China and North Korea Complicit in Modern Day-Human Trafficking and Slave Labor

June 27, 2017 Updated: August 18, 2017

While unveiling a new State Department report on June 27, Secretary of State Rex Tillerson slammed China and North Korea as among the worst offenders in human trafficking and forced labor today, and held China responsible for the tens of thousands of North Korean workers in China who essentially work as slaves there.

The congressionally mandated Trafficking in Persons Report, compiled annually by the State Department, seeks to assess government efforts around the world to combat human trafficking. The 2017 edition contains assessments for 187 countries and territories, including the United States.
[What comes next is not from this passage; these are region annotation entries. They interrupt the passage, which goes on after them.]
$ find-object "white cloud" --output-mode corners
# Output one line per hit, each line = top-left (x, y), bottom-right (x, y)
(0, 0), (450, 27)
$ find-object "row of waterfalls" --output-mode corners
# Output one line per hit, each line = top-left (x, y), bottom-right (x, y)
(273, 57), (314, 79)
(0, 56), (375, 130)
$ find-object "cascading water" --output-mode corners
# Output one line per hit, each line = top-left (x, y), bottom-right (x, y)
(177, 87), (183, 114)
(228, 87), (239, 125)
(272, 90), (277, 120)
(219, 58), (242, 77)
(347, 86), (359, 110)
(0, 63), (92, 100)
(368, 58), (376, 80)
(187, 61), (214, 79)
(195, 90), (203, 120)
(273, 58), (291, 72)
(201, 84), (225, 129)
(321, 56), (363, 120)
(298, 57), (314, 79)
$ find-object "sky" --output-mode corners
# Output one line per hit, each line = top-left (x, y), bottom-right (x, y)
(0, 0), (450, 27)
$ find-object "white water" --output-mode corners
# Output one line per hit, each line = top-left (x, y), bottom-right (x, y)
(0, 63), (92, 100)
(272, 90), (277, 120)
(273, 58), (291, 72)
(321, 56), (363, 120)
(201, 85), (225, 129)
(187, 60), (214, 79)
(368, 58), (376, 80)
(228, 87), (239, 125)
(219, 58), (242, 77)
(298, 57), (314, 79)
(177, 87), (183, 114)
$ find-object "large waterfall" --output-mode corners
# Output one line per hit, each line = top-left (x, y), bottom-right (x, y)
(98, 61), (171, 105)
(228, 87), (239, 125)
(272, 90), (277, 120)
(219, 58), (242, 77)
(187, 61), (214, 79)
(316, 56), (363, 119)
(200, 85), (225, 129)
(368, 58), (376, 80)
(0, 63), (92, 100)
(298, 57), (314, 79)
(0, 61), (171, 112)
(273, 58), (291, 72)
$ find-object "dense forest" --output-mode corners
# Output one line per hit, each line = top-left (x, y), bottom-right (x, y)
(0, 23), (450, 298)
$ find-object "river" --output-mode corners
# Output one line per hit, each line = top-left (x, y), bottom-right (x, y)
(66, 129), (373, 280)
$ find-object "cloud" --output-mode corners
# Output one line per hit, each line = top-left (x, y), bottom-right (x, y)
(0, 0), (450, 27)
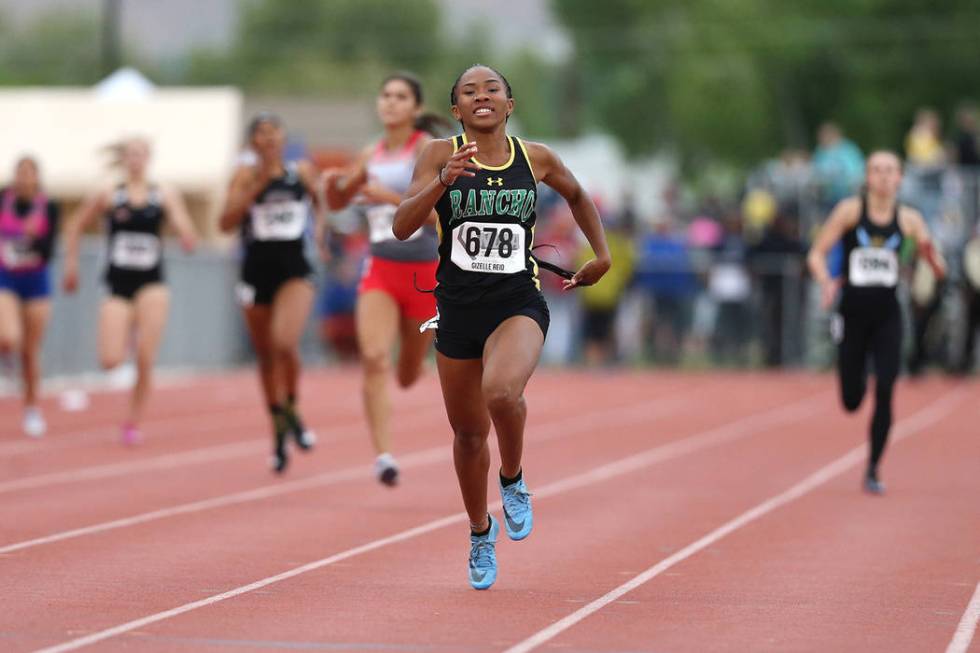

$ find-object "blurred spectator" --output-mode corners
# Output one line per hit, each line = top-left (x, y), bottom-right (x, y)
(708, 213), (752, 366)
(746, 149), (813, 214)
(636, 217), (698, 364)
(577, 214), (636, 367)
(534, 202), (579, 365)
(908, 251), (944, 376)
(750, 213), (806, 367)
(317, 231), (367, 363)
(813, 122), (864, 215)
(905, 109), (946, 226)
(958, 233), (980, 374)
(956, 106), (980, 166)
(905, 109), (946, 166)
(955, 106), (980, 229)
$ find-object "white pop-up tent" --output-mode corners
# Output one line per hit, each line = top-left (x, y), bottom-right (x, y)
(0, 68), (242, 238)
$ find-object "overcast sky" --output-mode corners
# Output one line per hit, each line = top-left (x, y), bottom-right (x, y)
(0, 0), (568, 58)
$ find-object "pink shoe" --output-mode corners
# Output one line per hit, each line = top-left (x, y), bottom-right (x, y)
(122, 424), (143, 447)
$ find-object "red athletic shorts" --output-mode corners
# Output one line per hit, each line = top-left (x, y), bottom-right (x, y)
(357, 256), (439, 321)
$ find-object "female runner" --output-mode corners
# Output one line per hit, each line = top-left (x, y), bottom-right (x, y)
(323, 73), (440, 486)
(0, 157), (59, 438)
(394, 65), (611, 589)
(64, 138), (197, 444)
(807, 151), (946, 494)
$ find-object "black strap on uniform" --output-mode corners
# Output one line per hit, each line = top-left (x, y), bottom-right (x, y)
(531, 243), (575, 280)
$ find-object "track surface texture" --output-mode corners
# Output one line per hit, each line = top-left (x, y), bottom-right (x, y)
(0, 369), (980, 653)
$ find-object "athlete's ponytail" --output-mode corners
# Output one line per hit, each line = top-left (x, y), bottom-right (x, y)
(101, 136), (150, 170)
(381, 70), (455, 138)
(415, 112), (456, 138)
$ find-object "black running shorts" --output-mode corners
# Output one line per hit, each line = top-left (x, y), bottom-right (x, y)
(436, 290), (551, 359)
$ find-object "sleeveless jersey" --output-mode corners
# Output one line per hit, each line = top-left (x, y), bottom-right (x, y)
(241, 164), (312, 260)
(106, 184), (163, 275)
(0, 189), (53, 272)
(436, 134), (541, 304)
(358, 131), (439, 262)
(843, 198), (904, 303)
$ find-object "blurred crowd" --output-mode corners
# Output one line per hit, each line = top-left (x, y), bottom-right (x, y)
(312, 106), (980, 372)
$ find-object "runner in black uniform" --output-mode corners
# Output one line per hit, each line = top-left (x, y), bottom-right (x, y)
(808, 151), (946, 494)
(0, 157), (59, 438)
(393, 66), (611, 589)
(64, 139), (197, 444)
(221, 113), (316, 473)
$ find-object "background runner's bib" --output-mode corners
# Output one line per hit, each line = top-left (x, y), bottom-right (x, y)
(110, 231), (161, 270)
(848, 247), (898, 287)
(365, 204), (423, 245)
(251, 200), (308, 240)
(0, 238), (42, 270)
(452, 222), (525, 274)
The report ranks countries in three tiers, of which the Tier 3 status is the lowest and indicates a country has failed to satisfy even the minimum standards to combat human trafficking. Previously, China was placed on the Tier 2 “watch list” for three consecutive years, and has now been downgraded to Tier 3 as of this year’s report.

In his remarks, Tillerson said that China is downgraded to Tier 3 status in part because “it hasn’t taken serious steps to end its own complicity in human trafficking.” Furthermore, Tillerson said that China needs to be held responsible for complicity in allowing forced labor by North Koreans to exist in China unchecked.

Ivanka Trump speaks at the 2017 Trafficking in Persons Report Ceremony at the State Department in Washington, D.C. June 27, 2017.
Ivanka Trump speaks at the 2017 Trafficking in Persons Report Ceremony at the State Department in Washington, D.C. June 27, 2017.

“An estimated 52,000 to 80,000 North Korean citizens are working overseas as forced laborers primarily in Russia and China, many of them working 20 hours a day. Their pay does not come to them directly. It goes to the government of [North] Korea, which confiscates most of that obviously,” Tillerson said.

Human rights watchdog groups in South Korea and the United States have repeatedly highlighted how the North Korean regime profits, in the hundreds of millions of dollars each year, from exporting enslaved workers to China and other countries.

The report says that China “is a source, destination, and transit country for men, women, and children subjected to forced labor and sex trafficking,” and  that “state-sponsored forced labor continues to be an area of significant concern.”

Tillerson also warned that failure to take action would lead to a chain of negative consequences for the interests of the United States around the world, as forced labor and human trafficking elsewhere would lead to rampant corruption and the undermining of the rule of law, which would then empower criminals and terrorists worldwide. 

“Responsible nations simply cannot allow this to go on, and we continue to call on any nation that is hosting workers from North Korea in a forced-labor arrangement to send those people home. Responsible nations also must take further action,” he said.

The move to downgrade China was hailed by Rep. Chris Smith (R-N.J.), a long-term critic of China’s communist regime. “Secretary of State Rex Tillerson deserves the gratitude of victims and human rights defenders, [for] calling out the Chinese government’s deplorable record and complicity in the cruelty of the sex and labor trafficking problem,” Smith said.